Wav2vec2-Large-English
Fine-tuned facebook/wav2vec2-large on English using the Common Voice. When using this model, make sure that your speech input is sampled at 16kHz.
Usage
The model can be used directly (without a language model) as follows...
Using the ASRecognition library:
from asrecognition import ASREngine
asr = ASREngine("fr", model_path="jonatasgrosman/wav2vec2-large-english")
audio_paths = ["/path/to/file.mp3", "/path/to/another_file.wav"]
transcriptions = asr.transcribe(audio_paths)
Writing your own inference script:
import torch
import librosa
from datasets import load_dataset
from transformers import Wav2Vec2ForCTC, Wav2Vec2Processor
LANG_ID = "en"
MODEL_ID = "jonatasgrosman/wav2vec2-large-english"
SAMPLES = 10
test_dataset = load_dataset("common_voice", LANG_ID, split=f"test[:{SAMPLES}]")

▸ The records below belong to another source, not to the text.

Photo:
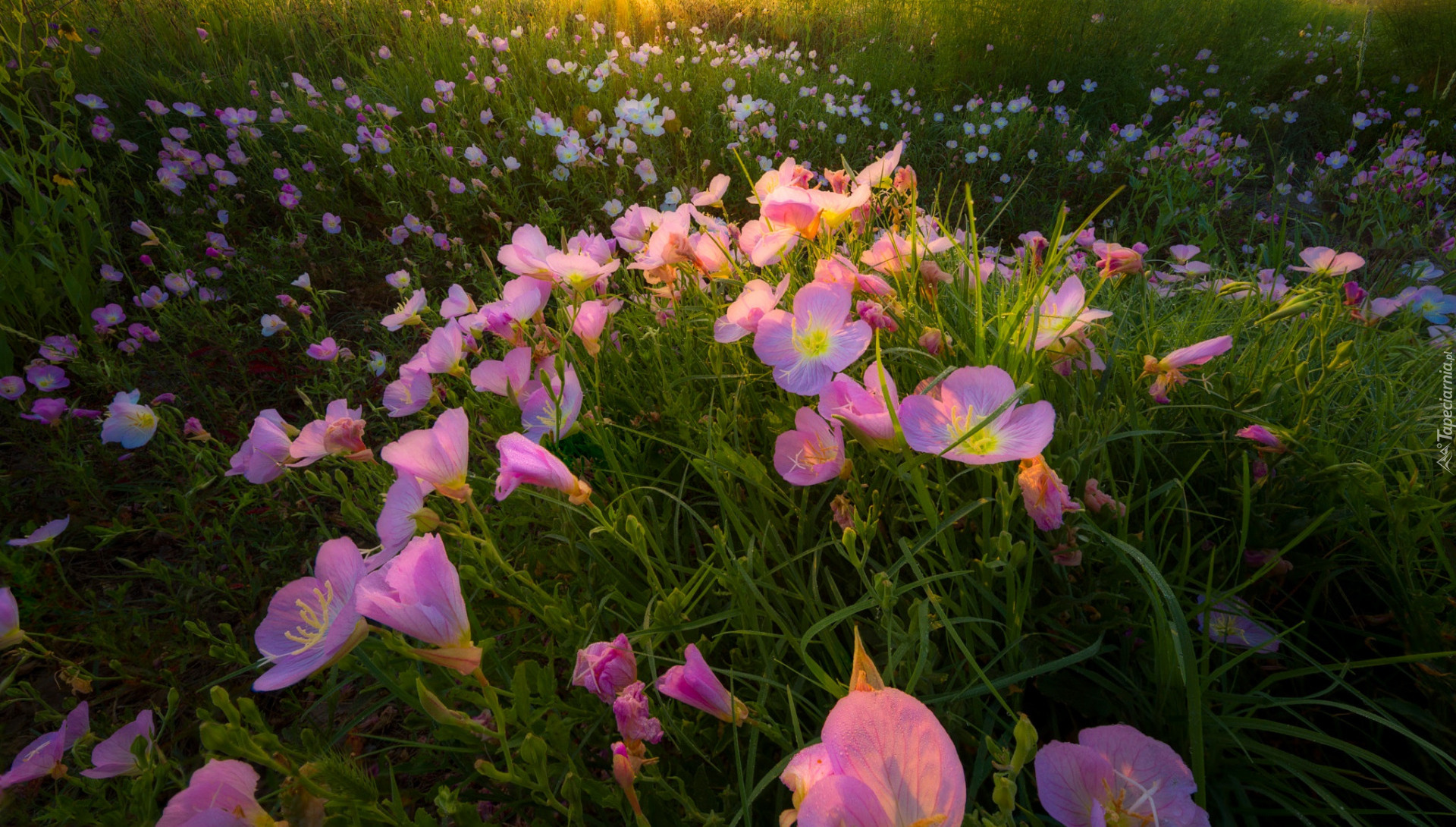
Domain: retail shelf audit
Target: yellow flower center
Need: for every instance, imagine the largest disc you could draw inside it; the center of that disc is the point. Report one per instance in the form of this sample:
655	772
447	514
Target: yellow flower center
315	621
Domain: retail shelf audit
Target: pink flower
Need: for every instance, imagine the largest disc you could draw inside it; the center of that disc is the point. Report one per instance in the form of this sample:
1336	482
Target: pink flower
881	168
805	348
457	303
506	377
580	272
717	188
528	252
764	247
745	313
411	392
606	667
265	453
221	794
883	760
1063	313
1264	437
1097	500
588	319
695	684
11	632
1168	369
552	408
1116	775
813	451
112	757
312	621
42	756
47	411
1044	494
340	432
1324	261
41	535
839	269
523	461
419	593
862	407
1116	259
403	514
934	423
437	454
405	313
635	722
328	350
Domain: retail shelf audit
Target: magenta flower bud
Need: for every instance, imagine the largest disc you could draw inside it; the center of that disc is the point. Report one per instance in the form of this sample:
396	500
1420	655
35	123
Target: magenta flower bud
634	721
695	684
606	667
875	316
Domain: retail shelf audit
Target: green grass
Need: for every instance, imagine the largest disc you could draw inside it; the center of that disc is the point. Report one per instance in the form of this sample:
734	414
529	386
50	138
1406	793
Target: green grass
152	596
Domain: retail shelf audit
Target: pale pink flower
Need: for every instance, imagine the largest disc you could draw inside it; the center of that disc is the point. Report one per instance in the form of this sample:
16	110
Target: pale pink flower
1168	370
437	454
745	313
805	348
1324	261
937	421
523	461
813	451
340	432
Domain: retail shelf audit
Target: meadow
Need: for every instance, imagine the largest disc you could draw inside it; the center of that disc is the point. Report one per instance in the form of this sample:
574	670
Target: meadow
878	414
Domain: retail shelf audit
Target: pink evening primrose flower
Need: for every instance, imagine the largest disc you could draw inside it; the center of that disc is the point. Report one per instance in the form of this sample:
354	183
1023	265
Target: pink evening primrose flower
883	760
862	407
437	454
1116	775
1264	437
1063	313
419	593
221	794
11	632
405	313
634	719
758	299
340	432
934	423
42	756
1044	494
312	622
523	461
808	347
552	408
127	421
41	535
410	394
112	757
695	684
813	451
1324	261
606	667
265	453
328	350
506	377
405	514
1168	369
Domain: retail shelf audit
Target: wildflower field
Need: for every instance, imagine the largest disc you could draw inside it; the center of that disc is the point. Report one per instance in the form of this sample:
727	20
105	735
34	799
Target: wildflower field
880	414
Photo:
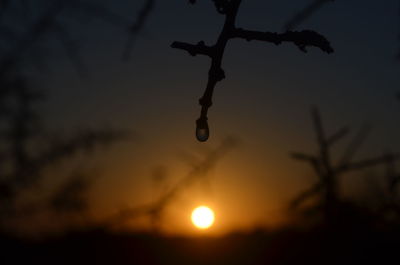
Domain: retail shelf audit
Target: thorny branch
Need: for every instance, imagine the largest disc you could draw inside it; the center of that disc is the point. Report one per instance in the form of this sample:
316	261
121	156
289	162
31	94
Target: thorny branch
23	160
49	22
329	171
199	171
216	74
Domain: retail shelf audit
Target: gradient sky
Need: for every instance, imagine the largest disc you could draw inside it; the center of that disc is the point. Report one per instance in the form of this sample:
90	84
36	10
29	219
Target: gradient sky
264	101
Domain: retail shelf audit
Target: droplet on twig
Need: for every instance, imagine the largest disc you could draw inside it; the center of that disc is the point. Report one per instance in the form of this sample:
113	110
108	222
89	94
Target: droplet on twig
202	130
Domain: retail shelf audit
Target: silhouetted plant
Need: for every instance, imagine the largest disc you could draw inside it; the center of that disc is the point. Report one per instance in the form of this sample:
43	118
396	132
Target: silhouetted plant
24	156
155	211
216	74
391	199
329	171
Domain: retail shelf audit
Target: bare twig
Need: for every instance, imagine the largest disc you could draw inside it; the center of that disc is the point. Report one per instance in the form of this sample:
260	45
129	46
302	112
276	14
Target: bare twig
230	10
327	171
198	172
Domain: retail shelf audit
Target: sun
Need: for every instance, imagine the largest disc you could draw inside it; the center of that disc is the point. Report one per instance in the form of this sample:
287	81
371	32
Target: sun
203	217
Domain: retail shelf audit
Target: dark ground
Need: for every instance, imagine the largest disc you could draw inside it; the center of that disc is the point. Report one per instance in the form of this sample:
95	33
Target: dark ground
355	244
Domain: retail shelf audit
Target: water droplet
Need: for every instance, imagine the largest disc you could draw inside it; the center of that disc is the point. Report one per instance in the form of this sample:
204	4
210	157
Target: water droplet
202	134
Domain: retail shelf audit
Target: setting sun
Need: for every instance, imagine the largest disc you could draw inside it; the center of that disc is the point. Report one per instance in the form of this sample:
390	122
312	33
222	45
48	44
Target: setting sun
203	217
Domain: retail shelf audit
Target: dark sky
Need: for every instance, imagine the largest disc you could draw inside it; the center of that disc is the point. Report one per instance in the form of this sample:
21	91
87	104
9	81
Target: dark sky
265	100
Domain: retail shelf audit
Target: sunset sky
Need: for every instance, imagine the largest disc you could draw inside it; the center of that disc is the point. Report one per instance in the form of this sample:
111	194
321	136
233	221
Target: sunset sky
264	101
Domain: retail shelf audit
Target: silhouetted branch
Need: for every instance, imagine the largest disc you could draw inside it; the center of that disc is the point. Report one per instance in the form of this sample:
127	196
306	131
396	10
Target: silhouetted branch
199	171
328	171
301	39
230	10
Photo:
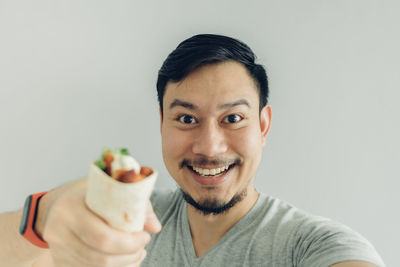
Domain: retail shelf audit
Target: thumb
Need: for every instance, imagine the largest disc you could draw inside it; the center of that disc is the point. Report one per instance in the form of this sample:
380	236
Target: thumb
152	224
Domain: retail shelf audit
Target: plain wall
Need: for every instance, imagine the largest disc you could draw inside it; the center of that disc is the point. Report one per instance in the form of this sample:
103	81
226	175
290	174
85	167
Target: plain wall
77	76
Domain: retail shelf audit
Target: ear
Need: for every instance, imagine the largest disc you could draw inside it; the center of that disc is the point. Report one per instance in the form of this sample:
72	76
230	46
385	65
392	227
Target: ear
265	122
160	119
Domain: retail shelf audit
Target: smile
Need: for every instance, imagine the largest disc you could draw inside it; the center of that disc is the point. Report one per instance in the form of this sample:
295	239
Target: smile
210	172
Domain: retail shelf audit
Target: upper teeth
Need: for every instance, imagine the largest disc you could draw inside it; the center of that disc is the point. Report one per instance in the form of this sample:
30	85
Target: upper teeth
210	171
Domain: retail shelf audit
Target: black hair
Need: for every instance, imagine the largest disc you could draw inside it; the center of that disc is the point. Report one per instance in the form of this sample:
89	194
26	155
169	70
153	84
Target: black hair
204	49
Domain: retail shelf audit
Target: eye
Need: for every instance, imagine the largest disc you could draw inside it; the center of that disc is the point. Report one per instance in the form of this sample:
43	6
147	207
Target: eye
232	118
186	119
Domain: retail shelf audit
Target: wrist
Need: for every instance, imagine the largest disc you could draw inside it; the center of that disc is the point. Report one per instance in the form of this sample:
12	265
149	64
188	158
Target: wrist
41	216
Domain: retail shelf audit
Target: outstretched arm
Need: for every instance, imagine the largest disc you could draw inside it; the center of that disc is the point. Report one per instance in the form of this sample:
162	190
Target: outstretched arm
15	251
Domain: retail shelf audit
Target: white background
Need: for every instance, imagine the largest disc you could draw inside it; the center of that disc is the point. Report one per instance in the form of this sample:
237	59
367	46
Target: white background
76	76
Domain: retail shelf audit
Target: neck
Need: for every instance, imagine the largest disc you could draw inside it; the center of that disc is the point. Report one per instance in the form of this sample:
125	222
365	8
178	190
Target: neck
207	230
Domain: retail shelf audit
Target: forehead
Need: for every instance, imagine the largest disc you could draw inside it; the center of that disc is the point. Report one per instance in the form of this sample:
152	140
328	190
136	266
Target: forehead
214	84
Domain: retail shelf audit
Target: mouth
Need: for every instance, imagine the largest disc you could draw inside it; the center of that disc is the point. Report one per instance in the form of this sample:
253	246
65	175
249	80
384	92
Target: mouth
211	177
211	172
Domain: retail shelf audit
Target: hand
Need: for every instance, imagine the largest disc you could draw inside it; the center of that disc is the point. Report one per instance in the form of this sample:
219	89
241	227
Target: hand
78	237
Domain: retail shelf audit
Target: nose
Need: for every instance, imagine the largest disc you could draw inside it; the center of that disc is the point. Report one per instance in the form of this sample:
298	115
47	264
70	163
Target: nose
210	140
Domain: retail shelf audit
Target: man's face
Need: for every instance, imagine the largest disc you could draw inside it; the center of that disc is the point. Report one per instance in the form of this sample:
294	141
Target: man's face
212	132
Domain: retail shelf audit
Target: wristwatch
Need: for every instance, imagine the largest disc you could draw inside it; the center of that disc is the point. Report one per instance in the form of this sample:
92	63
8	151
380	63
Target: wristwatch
28	220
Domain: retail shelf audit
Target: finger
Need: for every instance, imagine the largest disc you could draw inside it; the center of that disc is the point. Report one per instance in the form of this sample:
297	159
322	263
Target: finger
152	224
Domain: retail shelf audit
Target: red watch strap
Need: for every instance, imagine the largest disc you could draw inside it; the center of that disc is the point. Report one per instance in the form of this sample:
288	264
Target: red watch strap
30	233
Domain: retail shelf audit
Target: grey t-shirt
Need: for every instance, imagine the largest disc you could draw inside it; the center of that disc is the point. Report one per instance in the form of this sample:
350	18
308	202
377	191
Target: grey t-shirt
273	233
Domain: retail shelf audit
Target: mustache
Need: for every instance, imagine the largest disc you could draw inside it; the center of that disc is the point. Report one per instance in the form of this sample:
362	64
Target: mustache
207	162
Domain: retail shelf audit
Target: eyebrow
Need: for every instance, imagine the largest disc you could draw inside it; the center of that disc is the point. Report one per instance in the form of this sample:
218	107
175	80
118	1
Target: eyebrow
185	104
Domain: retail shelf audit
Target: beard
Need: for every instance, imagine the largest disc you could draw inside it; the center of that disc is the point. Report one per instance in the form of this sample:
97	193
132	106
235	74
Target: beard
214	206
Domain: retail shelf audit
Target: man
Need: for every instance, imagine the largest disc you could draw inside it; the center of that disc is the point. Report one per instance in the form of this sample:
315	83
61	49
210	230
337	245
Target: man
214	119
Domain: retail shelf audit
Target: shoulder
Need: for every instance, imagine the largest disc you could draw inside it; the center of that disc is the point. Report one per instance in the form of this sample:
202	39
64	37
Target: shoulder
314	240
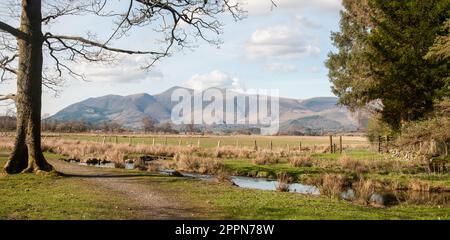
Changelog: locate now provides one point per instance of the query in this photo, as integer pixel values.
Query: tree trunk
(27, 154)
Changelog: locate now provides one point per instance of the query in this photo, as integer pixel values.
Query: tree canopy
(383, 59)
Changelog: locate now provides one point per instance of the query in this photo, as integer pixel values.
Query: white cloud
(216, 79)
(127, 70)
(303, 21)
(314, 70)
(265, 6)
(280, 42)
(281, 67)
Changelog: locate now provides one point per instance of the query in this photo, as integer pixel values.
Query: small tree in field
(148, 125)
(34, 56)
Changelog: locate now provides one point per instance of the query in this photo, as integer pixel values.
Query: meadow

processor = Wav2Vec2Processor.from_pretrained(MODEL_ID)
model = Wav2Vec2ForCTC.from_pretrained(MODEL_ID)
# Preprocessing the datasets.
# We need to read the audio files as arrays
def speech_file_to_array_fn(batch):
speech_array, sampling_rate = librosa.load(batch["path"], sr=16_000)
batch["speech"] = speech_array
batch["sentence"] = batch["sentence"].upper()
return batch
test_dataset = test_dataset.map(speech_file_to_array_fn)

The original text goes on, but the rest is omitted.